If I've learned one thing, it's not that I can't make a person love me because I already know that.

For a while I thought it was, "you can't love someone who doesn't want to be loved" because then I realized that I do. I have feelings for someone who doesn't want them. So that can't be true.

Now, I think it's that, "I can't make him realize he's already let me in despite actively trying to keep out." Although, I really want to slap him silly with the hope that he would snap out of it.

Maybe after getting all this out of my head I can focus on my work. I'm sorry if this post upsets anyone. I prefer transparency. I'm not a man hater, I'm not a lesbian. My heart has just never been available. I imprinted on a jerk in college. Then, each time I got hurt, I decided to put up another wall until I was completely alone.

Currently, I feel lost, I'm trying my best to focus on my creations. But deep down, what I really need to do, is truly take care of myself. I don't know where to start, so I will probably end up neglecting myself even more by occupying my mind with things I need to work on.

I would like advice, but I don't think "get over it" or "he's not worth it" will help at this moment. Maybe I don't need advice. Sometimes, I just close my eyes, take a deep breath and tell myself it will be ok. But that's when I break into tears because it's followed by the thought that, "I'm never going to get over this one". Changing a belief, a way of thinking, from experience, can take over a decade.
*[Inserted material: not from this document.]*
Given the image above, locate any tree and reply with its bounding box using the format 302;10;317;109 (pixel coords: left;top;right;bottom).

Side note: I turned down 10k for his ass. I went home crying the night I received that offer and I recall saying to my driver, "I wish I was type of woman who could do it because that's a lot of money and it would really help me". Back then, I wasn't sure if it was a testament of my character or my feelings for him. A couple of days ago, when he said that we were "probably doomed to not work", I instantly regretted saying no to the 10k, but then I realized it was him and I got my answer.

I don't like where I am right now. I need to change something.